Chuck Berry

Mar 20th, 2017 | By | Category: Entertainment, News & Features, RIP

By Frederick H. Lowe

Chuck Berry, who died Saturday, was held in such high esteem as the father of rock n roll that rock royalty often played backup in his bands.

At Berry’s 60th birthday celebration in St. Louis, Eric Clapton, and Keith Richards of the Rolling Stones, huge stars in their own right, backed Berry as he sang and duck walked across the stage while the audience danced in the aisles or in their seats.

The late John Lennon, co-founder of the Beatles, who sang from time to time with Berry, paid him the ultimate tribute when he said, “If you tried to give rock and roll another name, you might call it Chuck Berry.”

The 90 year-old Berry died Saturday at his home in St. Charles, Mo.

“We are deeply saddened to announce that Chuck Berry, beloved father, grandfather and great-grandfather, passed away at his home today (Saturday) at the age of 90. Though his health had deteriorated recently, he spent his last days at home surrounded by the love of his family and friends,” according to his website.

On October 18th, his 90th birthday was supposed to be a celebration. He said he would release in 2017 his first album in 38 years.
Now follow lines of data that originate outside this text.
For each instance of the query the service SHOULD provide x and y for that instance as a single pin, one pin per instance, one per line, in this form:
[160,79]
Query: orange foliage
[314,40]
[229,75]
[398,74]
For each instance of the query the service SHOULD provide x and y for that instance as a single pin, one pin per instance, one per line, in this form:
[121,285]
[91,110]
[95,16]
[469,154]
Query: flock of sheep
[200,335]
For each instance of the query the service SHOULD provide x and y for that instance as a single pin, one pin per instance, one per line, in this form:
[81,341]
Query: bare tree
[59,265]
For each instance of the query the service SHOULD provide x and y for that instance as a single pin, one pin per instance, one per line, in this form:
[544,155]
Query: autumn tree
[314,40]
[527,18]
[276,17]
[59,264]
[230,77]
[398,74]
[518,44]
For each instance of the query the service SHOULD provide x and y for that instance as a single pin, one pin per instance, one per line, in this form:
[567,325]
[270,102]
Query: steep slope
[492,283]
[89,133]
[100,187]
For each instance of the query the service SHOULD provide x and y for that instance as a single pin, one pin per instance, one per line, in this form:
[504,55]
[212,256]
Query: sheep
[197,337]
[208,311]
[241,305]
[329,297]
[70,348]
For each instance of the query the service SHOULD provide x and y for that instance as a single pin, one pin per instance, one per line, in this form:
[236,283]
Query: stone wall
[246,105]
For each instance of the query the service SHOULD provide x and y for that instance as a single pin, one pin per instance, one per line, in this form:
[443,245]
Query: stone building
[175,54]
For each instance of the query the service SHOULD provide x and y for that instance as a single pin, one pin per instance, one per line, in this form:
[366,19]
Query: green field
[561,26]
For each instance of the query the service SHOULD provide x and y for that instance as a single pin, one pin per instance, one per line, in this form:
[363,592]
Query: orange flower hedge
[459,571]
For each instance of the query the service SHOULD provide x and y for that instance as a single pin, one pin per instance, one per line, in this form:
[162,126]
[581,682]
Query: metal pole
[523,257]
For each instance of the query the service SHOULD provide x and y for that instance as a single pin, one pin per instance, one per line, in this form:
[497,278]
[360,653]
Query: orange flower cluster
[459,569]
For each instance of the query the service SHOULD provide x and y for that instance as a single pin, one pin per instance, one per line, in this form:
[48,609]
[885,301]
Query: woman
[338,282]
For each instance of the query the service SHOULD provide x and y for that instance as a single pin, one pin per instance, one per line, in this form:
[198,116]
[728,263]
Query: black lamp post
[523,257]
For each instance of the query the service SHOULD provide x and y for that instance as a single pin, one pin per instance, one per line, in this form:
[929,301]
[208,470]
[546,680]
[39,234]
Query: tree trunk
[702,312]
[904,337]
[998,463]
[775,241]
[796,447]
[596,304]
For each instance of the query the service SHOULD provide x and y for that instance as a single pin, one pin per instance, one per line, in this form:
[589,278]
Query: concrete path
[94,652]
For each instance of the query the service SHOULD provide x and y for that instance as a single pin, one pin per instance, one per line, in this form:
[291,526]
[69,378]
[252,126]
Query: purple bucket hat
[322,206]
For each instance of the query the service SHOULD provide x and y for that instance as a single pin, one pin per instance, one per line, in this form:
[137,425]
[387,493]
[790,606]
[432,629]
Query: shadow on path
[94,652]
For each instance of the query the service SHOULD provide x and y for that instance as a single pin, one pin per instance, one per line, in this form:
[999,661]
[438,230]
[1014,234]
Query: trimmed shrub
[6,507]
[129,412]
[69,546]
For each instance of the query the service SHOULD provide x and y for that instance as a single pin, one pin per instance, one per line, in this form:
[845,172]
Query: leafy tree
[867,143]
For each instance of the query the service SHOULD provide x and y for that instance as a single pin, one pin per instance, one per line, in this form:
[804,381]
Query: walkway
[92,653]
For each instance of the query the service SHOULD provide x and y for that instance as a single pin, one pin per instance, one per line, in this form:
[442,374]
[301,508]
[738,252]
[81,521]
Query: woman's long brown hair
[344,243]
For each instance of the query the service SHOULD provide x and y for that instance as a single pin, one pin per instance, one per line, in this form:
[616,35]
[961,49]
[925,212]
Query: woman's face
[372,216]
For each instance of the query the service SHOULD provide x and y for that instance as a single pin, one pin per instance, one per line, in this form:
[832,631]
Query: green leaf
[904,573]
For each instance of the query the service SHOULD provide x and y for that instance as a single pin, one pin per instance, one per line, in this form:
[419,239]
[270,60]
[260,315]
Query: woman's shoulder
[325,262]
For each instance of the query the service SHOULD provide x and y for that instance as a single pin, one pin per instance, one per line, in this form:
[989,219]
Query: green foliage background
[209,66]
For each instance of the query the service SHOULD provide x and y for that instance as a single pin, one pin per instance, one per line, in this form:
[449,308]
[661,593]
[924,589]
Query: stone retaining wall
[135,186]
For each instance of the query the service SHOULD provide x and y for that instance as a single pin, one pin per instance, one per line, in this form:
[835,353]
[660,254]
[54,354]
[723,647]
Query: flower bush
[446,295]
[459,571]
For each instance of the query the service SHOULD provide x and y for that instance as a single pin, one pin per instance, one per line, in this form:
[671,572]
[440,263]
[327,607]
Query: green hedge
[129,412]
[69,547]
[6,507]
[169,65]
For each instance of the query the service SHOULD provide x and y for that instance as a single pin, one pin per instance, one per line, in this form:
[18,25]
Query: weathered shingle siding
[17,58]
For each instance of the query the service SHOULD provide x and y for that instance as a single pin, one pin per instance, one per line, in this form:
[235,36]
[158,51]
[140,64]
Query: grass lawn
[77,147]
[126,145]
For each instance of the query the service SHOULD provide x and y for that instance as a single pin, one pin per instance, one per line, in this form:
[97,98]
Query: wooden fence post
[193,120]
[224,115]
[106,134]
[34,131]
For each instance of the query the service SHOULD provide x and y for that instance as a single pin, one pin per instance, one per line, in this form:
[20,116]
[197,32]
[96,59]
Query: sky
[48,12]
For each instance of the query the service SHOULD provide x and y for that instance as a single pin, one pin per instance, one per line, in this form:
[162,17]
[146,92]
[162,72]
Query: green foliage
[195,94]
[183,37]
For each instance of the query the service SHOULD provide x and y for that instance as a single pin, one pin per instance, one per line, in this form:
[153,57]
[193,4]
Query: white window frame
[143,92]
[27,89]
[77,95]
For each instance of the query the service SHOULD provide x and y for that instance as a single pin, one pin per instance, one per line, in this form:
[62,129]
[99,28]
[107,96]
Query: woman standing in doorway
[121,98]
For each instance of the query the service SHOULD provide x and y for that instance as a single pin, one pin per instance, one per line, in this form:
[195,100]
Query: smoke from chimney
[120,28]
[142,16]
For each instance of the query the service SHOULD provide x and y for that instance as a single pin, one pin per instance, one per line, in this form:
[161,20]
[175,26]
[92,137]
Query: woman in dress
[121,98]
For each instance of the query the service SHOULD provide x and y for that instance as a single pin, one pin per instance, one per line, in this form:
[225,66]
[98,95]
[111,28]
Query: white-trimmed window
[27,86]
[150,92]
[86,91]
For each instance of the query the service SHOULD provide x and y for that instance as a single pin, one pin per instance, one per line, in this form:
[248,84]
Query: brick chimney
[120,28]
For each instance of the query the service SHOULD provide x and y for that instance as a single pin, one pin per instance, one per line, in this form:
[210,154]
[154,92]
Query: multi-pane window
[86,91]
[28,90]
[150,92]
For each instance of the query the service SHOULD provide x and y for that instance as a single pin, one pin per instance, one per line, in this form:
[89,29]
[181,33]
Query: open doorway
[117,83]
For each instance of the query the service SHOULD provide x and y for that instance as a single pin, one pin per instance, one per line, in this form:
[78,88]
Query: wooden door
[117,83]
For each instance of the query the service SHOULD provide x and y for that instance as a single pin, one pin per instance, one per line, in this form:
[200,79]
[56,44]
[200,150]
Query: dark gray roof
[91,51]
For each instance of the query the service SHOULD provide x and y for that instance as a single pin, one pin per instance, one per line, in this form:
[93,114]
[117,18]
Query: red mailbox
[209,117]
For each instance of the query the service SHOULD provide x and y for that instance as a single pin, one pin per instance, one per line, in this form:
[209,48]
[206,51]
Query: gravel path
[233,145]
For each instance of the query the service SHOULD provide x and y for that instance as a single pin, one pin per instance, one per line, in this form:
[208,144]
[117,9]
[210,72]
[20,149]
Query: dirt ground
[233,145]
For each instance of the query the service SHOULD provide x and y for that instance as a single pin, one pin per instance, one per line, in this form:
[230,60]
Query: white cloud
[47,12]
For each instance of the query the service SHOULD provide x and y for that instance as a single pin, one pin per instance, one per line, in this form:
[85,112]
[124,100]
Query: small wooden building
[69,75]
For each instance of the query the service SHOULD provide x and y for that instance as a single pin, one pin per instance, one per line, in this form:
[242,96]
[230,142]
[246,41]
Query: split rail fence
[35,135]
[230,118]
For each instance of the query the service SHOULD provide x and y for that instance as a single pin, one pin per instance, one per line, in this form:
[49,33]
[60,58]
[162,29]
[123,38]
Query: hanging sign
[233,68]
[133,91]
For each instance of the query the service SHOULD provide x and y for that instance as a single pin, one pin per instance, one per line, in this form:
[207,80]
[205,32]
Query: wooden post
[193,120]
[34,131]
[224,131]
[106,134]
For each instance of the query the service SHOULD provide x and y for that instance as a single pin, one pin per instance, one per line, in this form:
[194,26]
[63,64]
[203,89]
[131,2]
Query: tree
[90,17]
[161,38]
The album consists of new songs he had written and produced. He planned to dedicate the album to Thelmetta, his wife of 68 years. The release date for the new album, simply titled “Chuck,” has not yet been announced.

A signature guitarist and a prolific songwriter, Berry wrote songs about fast cars, women and the gifted, like the subject of one of his greatest hits, “Johnnie B. Goode.”  The song’s lyrics said Johnnie B. Goode never learned to read or write so well, but he played the guitar like “ringing a bell.” In the song “Nadine,” she drove a coffee-colored Cadillac.

During Berry’s long career, he was imprisoned twice for income tax evasion and a conviction for violating the Mann Act, which involved taking a 14-year-old girl across state lines for illicit purposes. The Mann Act also was used against heavyweight boxing champion Jack Johnson in 1912 and architect Frank Lloyd Wright in 1926. The charges were dropped against Wright but Johnson was convicted.

Charles Edward Anderson “Chuck” Berry was born October 18, 1926, in St. Louis. His parents were grandchildren of slaves.